Posts Tagged ‘Finder’

Delete drive

Sunday, September 28th, 2008

Thoroughly disguisted by the clutter on my desktop, I decided to delete all of it. I selected everything, deselected a few things I wanted to keep, and hit command-delete (the keyboard shortcut for Move to Trash).

Yes, WxFPP_EN is indeed my Windows XP CD, left over from a failed/aborted attempt at installing Boot Camp. And Mac OS X really is asking me if I want to delete it immediately. Clicking Delete caused this error to appear:

Error -61 looks familiar, so I looked it up: wrPermErr. Yes, that’s right: the Leopard Finder is actually trying to delete files off the CD.

Okay. Bad enough. But at least it didn’t crash, right? I click OK:

After all of that my desktop is still a cluttered mess.

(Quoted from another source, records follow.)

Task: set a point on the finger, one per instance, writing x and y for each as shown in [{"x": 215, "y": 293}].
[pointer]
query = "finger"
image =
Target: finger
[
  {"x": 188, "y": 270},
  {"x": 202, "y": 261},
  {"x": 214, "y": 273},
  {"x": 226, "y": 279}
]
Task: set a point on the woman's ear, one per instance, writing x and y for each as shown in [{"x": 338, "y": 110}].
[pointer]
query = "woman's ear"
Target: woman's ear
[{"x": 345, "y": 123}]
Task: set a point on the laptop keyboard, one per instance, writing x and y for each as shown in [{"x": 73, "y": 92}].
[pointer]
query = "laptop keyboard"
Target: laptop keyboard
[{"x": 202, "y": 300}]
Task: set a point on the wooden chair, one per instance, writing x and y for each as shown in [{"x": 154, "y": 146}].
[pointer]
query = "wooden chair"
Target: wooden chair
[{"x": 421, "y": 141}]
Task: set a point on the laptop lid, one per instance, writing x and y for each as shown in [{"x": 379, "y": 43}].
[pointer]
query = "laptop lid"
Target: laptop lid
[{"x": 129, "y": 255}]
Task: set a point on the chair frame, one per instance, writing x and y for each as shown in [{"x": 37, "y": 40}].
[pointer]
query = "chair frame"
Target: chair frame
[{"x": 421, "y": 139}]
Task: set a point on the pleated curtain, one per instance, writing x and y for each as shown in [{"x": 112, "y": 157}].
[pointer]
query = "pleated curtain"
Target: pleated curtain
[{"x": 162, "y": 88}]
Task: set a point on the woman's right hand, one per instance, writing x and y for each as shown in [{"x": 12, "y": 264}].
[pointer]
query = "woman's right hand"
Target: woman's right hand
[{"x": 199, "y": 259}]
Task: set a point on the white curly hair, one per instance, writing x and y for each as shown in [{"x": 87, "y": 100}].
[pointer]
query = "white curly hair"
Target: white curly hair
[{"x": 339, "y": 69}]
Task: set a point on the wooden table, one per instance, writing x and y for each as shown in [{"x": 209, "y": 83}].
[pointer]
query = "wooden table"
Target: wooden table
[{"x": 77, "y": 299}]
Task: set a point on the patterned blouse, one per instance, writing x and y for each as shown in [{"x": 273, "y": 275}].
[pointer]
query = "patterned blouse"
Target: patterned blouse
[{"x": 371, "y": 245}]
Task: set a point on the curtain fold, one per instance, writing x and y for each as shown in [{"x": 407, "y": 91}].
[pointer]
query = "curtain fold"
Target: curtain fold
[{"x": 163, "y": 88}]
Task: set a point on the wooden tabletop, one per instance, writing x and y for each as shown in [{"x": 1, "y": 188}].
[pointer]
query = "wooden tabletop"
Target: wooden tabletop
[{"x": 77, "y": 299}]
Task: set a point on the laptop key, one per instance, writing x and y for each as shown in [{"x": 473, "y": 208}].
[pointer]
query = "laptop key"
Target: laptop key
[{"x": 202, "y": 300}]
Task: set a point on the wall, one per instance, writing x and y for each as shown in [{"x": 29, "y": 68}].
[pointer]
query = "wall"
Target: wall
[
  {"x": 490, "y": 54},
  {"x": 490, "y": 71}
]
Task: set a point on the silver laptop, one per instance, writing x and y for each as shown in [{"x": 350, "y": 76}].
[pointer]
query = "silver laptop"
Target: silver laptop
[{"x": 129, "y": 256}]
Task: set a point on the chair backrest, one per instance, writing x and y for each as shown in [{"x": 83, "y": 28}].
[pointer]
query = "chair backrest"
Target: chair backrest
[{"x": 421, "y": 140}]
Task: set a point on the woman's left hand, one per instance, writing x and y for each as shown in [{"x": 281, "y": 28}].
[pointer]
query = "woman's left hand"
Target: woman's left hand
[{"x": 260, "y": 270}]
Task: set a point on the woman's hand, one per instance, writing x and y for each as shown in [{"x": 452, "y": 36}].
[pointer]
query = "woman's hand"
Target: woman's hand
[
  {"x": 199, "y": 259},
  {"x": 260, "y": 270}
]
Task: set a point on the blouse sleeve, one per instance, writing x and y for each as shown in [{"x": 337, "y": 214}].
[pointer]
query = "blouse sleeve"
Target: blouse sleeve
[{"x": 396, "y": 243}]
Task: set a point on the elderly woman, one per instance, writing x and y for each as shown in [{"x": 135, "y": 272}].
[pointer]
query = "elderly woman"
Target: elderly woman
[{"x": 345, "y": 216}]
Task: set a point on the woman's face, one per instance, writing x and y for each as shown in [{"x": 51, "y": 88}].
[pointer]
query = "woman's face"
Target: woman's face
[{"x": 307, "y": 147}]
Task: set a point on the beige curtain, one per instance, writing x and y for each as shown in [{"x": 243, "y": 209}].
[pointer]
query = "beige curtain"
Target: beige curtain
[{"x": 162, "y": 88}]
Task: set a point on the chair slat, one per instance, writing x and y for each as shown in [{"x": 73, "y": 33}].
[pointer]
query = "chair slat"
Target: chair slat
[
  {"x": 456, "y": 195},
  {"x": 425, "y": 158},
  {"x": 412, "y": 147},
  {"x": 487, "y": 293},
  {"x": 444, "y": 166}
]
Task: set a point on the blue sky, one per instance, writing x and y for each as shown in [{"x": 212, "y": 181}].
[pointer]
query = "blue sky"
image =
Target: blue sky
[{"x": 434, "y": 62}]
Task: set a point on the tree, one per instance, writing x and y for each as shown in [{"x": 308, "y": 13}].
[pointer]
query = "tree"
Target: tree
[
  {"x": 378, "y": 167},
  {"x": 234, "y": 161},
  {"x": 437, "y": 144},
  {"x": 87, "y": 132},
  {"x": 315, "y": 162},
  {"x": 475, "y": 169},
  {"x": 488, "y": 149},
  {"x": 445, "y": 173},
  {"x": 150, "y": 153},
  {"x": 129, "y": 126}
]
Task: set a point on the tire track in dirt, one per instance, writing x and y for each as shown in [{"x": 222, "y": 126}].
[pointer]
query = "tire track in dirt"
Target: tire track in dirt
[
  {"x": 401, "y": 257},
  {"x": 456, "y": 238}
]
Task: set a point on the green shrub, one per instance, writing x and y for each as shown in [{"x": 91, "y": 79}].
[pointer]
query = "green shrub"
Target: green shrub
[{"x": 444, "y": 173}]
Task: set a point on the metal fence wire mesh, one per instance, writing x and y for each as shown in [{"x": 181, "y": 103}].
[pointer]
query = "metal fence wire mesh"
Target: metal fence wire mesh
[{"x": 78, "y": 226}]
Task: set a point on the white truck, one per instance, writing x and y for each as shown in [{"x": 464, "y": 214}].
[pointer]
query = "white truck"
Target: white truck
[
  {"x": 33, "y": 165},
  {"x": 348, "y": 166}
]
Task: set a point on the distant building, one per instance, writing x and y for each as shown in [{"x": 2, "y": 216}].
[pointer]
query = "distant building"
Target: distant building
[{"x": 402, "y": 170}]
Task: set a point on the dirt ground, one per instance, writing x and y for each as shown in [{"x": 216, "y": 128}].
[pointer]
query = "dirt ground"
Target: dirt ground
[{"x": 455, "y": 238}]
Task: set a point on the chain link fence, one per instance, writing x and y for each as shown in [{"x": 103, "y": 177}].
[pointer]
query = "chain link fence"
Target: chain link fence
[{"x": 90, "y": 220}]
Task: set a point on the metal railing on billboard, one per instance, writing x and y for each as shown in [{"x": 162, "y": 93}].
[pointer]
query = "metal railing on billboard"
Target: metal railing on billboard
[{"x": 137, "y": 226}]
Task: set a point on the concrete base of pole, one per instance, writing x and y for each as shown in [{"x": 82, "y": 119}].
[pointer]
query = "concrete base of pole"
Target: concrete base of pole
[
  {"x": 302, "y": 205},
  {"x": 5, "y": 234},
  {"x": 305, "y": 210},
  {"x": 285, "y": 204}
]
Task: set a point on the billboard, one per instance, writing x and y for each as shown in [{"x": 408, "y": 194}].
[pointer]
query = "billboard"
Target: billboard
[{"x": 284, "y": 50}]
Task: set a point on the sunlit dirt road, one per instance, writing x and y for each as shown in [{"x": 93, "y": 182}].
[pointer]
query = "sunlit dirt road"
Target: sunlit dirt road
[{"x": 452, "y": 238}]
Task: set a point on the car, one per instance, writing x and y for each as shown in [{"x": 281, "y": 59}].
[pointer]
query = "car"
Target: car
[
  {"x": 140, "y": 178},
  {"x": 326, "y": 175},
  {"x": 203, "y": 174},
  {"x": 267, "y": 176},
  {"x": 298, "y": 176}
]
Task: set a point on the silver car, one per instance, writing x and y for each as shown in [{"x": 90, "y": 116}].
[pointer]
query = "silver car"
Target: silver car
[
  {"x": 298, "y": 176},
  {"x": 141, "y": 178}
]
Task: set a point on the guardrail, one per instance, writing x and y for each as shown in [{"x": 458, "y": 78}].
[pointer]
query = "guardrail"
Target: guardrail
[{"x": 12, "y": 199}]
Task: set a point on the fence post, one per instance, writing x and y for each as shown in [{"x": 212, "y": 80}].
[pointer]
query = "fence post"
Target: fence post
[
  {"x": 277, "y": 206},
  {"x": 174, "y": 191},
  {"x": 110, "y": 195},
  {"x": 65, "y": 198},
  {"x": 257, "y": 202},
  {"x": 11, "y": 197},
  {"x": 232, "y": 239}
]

Apple, if Finder stability is one of your goals ur doing it wrong. Hitting command-delete on a volume shouldn’t actually try to delete the files form it. This is laughably bad.

Leopard’s date column

Tuesday, November 27th, 2007

The Finder is generally pretty good at reformatting the data column to show dates without truncation. Give it enough space, and it will display the date as “Friday, November 23, 2007, 12:52 PM.” A little less and it is supposed to drop the Friday part. A little less and it switches to a numeric format.

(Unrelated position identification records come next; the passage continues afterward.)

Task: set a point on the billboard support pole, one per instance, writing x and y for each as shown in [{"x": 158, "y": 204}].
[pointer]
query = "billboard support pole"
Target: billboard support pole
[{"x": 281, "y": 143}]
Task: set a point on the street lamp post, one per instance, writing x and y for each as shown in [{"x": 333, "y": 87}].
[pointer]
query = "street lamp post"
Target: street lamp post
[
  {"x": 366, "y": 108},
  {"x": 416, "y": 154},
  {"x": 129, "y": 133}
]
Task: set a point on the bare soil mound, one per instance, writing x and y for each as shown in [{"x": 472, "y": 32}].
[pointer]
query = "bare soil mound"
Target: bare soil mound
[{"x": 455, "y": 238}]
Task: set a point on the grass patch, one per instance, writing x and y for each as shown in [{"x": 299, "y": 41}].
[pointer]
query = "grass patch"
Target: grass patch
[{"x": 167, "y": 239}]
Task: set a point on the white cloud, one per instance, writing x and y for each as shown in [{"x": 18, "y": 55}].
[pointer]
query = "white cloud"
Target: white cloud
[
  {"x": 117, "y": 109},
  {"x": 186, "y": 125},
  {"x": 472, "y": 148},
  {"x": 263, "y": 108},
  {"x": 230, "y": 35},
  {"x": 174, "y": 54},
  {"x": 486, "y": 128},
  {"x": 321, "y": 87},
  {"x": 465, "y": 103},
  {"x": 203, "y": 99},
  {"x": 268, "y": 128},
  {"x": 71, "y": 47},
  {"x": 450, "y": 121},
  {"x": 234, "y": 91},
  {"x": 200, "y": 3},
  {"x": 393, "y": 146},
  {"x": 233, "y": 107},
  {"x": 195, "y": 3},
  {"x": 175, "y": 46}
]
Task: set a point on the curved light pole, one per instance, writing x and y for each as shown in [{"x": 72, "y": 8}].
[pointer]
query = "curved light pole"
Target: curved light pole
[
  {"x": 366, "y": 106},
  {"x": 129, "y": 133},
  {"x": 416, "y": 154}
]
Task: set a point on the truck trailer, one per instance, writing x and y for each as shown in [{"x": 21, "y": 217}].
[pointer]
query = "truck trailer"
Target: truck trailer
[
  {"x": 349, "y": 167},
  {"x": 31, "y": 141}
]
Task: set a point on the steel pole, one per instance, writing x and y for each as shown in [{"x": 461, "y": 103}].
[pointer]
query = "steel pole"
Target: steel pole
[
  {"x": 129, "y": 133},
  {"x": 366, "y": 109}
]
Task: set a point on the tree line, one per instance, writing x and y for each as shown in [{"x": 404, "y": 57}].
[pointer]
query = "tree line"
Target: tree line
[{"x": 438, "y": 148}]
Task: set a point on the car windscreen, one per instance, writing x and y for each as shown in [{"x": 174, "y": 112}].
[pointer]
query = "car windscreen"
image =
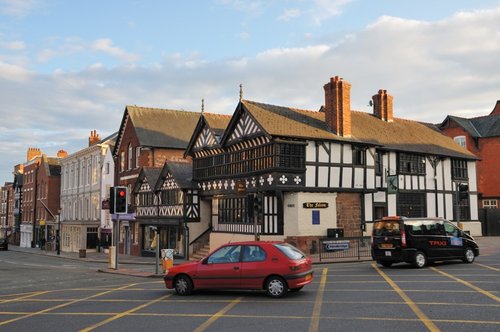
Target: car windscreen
[
  {"x": 290, "y": 251},
  {"x": 386, "y": 228}
]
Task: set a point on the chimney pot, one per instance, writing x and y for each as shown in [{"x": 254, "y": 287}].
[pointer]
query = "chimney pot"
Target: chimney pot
[
  {"x": 338, "y": 106},
  {"x": 382, "y": 106}
]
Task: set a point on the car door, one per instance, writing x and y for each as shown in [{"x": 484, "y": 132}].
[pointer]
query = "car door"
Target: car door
[
  {"x": 221, "y": 269},
  {"x": 253, "y": 267}
]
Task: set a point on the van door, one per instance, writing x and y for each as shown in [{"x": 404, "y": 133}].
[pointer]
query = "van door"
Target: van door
[
  {"x": 437, "y": 241},
  {"x": 455, "y": 240}
]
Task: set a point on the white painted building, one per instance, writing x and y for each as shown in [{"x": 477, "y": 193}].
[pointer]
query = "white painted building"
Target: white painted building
[{"x": 81, "y": 195}]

Unfortunately, it seems less than perfect. Sometimes it keeps the long format with columns that are too narrow, as seen in the following picture:

datemodified.png

Why? I don’t know. It seems they put so much effort into this already, it’s hard to imagine why they didn’t make the final push to make date columns always usable.

Radar #5612934.

Update what?

Thursday, September 7th, 2006

It may seem like I usually come down hard on Microsoft software. The simple reason for that is that Microsoft software is worse than Apple software. But that doesn’t mean Apple software is flawless.

After the user double clicks a file with no extension (or any other kind of type data), Mac OS X offers a chance for the user to pick an application to use to open the file. So far so good. After clicking the application, I got this message.

Update What?

If you can figure out what’s being updated, or why Cancel is different than Don’t Update, you are either the developer who wrote this useless message or have the same kind of brain damage. Either way, it’s not too late for you — seek professional help.